Lakshmi is a 63-year-old widowed grandmother of eleven, with no children. At times, as she stares out of the grubby window of her second-floor tenement, watching the cars slosh past in the rainwater features of the unmended road, she thinks back to her teenage years and the certainty she felt then. No, her dream of becoming a showjumping champion never came to be – oh, those guiltily procured and furtively scrutinised horse magazines of her childhood! – but she does not begrudge those alternate histories, always just out of reach, now that the placid vagueness of age is encroaching. In any case, she recalls with satisfaction the noises as she took revenge against the careless driver who crippled her horse four decades ago. She does not drink. She will experience no change.
Elijah is 37, and takes a little brandy. He drives a hybrid car to the Surrey headquarters of the telecommunications equipment firm he is a regional manager for, from which he takes home £50,000 a year. He smokes socially, and has a mortgage of £170,000. He regularly buys diesel for his colleagues as a gift, which they accept with puzzled good humour, because what they do not know is that he is an anthropologist from the year 3057 and that his true form is more squid than man. He gains £5.33.
Susan (not the same one) and Colin and Brianna and Markos and Susan (a third) live in a polyamorous cohabitation in Dorking, where they consume petrol. They like to throw fuel parties, at which everyone brings different fuels and smokes roughly twenty cigarettes covered in gin and fuel. One a year, they fly on a plane to FlamCon, the international festival of oil-based fuels. For her last birthday, Markos got Susan (third one) some crude oil, while Brianna staged a self-written play that climaxed in the fiery destruction of 40,000 tonnes of coal. They like to perform erotic acts whilst coated in soot and fuel. Their fanzine, Combustor, is written in charcoal and distributed by tank to over 1,500 subscribers, with a free fuel sample every issue. They are likely to feel an impact in their wallets.
Jim is an astronaut. The stars are so much brighter now.
Hank, an American, is married to Sajeda, an Iraqi woman. When he courted her, determinedly, Hank felt sure that once she got to know the real him, she would reciprocate his desire, and come to love him. But Sajeda, who after a lifetime of abuse felt pressured into accepting Hank’s advances, only finds him controlling and often brutal, and longs to escape. They have one deeply troubled child, who will need long-term round the clock care, and Hank consumes a vast amount of oil. They will lose roughly £237 a year due to the Chancellor’s removal of a loophole by which clumsy metaphors paid the lowest rate of income tax.
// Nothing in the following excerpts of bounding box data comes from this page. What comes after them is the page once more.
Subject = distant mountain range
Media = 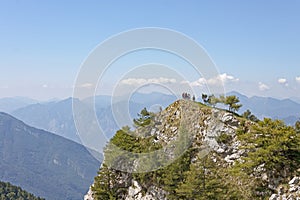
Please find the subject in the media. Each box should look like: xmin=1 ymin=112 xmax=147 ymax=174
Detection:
xmin=228 ymin=92 xmax=300 ymax=125
xmin=0 ymin=97 xmax=38 ymax=113
xmin=0 ymin=92 xmax=300 ymax=146
xmin=0 ymin=112 xmax=100 ymax=200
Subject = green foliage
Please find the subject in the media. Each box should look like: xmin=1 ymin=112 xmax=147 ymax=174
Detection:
xmin=207 ymin=95 xmax=220 ymax=107
xmin=92 ymin=104 xmax=300 ymax=200
xmin=239 ymin=118 xmax=300 ymax=170
xmin=295 ymin=121 xmax=300 ymax=134
xmin=202 ymin=94 xmax=243 ymax=112
xmin=0 ymin=181 xmax=44 ymax=200
xmin=242 ymin=110 xmax=259 ymax=122
xmin=216 ymin=133 xmax=232 ymax=144
xmin=133 ymin=108 xmax=153 ymax=127
xmin=235 ymin=119 xmax=300 ymax=196
xmin=224 ymin=95 xmax=242 ymax=112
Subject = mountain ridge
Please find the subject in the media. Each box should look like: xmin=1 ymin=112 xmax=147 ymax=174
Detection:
xmin=0 ymin=112 xmax=100 ymax=200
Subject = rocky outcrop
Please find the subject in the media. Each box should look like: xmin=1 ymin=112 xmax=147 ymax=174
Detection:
xmin=269 ymin=176 xmax=300 ymax=200
xmin=125 ymin=180 xmax=167 ymax=200
xmin=84 ymin=100 xmax=243 ymax=200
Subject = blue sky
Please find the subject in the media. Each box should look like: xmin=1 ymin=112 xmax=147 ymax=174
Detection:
xmin=0 ymin=0 xmax=300 ymax=99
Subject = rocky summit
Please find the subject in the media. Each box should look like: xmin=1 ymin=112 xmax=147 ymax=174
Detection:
xmin=84 ymin=100 xmax=300 ymax=200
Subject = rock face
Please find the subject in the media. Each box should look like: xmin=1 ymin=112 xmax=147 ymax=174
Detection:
xmin=84 ymin=100 xmax=243 ymax=200
xmin=85 ymin=100 xmax=300 ymax=200
xmin=269 ymin=176 xmax=300 ymax=200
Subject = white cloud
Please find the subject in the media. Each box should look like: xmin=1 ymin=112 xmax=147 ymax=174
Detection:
xmin=185 ymin=73 xmax=239 ymax=86
xmin=121 ymin=77 xmax=176 ymax=85
xmin=278 ymin=78 xmax=289 ymax=87
xmin=278 ymin=78 xmax=287 ymax=84
xmin=258 ymin=82 xmax=270 ymax=91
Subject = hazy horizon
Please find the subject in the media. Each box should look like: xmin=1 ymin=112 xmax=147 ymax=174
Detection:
xmin=0 ymin=0 xmax=300 ymax=100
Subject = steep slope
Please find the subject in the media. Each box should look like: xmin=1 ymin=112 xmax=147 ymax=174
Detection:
xmin=85 ymin=100 xmax=300 ymax=200
xmin=0 ymin=97 xmax=37 ymax=113
xmin=12 ymin=93 xmax=176 ymax=143
xmin=0 ymin=113 xmax=100 ymax=200
xmin=12 ymin=98 xmax=80 ymax=143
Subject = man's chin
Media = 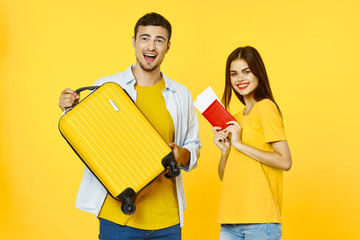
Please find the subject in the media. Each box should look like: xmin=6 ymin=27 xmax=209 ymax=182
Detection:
xmin=139 ymin=63 xmax=160 ymax=72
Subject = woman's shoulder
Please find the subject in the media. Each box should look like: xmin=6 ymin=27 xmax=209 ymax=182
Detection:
xmin=255 ymin=99 xmax=277 ymax=110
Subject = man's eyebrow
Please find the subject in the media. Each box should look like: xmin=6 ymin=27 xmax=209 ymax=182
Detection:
xmin=155 ymin=35 xmax=166 ymax=41
xmin=139 ymin=33 xmax=166 ymax=41
xmin=139 ymin=33 xmax=150 ymax=37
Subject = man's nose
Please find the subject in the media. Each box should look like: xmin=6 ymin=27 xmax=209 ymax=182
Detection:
xmin=148 ymin=41 xmax=155 ymax=50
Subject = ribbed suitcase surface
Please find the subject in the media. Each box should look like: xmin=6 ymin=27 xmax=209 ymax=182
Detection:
xmin=59 ymin=83 xmax=172 ymax=202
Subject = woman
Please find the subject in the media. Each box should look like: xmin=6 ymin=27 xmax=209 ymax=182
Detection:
xmin=213 ymin=47 xmax=292 ymax=240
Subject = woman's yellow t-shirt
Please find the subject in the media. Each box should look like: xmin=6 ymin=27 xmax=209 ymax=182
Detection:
xmin=218 ymin=99 xmax=286 ymax=224
xmin=99 ymin=79 xmax=180 ymax=230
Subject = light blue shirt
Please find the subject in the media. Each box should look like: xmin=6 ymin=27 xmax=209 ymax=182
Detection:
xmin=75 ymin=65 xmax=201 ymax=226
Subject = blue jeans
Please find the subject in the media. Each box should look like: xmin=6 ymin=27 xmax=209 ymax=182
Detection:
xmin=99 ymin=218 xmax=181 ymax=240
xmin=220 ymin=223 xmax=282 ymax=240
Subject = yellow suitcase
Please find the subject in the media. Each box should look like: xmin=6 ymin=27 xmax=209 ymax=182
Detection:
xmin=59 ymin=82 xmax=180 ymax=214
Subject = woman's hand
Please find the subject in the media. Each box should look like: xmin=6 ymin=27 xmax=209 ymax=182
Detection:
xmin=212 ymin=127 xmax=230 ymax=153
xmin=224 ymin=121 xmax=242 ymax=146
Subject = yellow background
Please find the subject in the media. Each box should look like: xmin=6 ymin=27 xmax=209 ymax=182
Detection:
xmin=0 ymin=0 xmax=360 ymax=240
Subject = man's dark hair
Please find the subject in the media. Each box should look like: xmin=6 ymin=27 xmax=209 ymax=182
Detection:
xmin=134 ymin=12 xmax=171 ymax=42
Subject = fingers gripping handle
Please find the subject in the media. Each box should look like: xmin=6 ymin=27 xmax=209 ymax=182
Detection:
xmin=65 ymin=86 xmax=100 ymax=113
xmin=75 ymin=86 xmax=100 ymax=94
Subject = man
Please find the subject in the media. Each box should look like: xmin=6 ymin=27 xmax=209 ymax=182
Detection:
xmin=59 ymin=13 xmax=201 ymax=240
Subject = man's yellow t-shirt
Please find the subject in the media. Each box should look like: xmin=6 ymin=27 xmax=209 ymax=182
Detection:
xmin=99 ymin=79 xmax=180 ymax=230
xmin=218 ymin=99 xmax=286 ymax=224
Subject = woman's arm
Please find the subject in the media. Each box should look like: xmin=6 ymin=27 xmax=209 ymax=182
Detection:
xmin=224 ymin=121 xmax=292 ymax=171
xmin=213 ymin=127 xmax=230 ymax=181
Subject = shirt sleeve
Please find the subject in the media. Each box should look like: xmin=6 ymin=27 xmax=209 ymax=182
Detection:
xmin=181 ymin=91 xmax=201 ymax=172
xmin=258 ymin=100 xmax=286 ymax=143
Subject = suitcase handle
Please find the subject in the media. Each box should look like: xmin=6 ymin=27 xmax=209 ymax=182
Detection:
xmin=75 ymin=86 xmax=100 ymax=94
xmin=65 ymin=86 xmax=100 ymax=113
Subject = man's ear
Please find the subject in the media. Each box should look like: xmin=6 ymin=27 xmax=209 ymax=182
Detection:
xmin=131 ymin=37 xmax=135 ymax=48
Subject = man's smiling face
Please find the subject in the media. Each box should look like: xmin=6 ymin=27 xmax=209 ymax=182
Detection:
xmin=132 ymin=25 xmax=170 ymax=71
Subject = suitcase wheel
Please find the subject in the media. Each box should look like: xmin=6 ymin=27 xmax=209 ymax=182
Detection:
xmin=116 ymin=188 xmax=136 ymax=214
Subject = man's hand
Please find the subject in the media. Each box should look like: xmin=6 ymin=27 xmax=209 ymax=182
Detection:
xmin=169 ymin=143 xmax=190 ymax=166
xmin=59 ymin=88 xmax=80 ymax=111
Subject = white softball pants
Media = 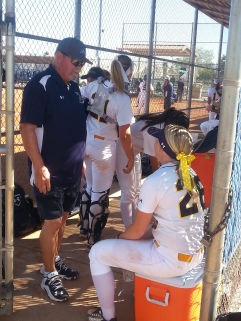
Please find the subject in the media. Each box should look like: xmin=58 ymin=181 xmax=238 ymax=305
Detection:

Jasper and Bruce are two gay hydrocarbon molecules, who live in plane fuel tank and have formed a civil partnership but have no children because they’re gay and chemically volatile and molecules. They lose £189.
From The Guardian:
The Gardaà said it would question everyone Mr Gaidar had been in contact with…
And in other news, the Metropolitan Police are looking into the attempted murder of a Mr Colin Metropolitape.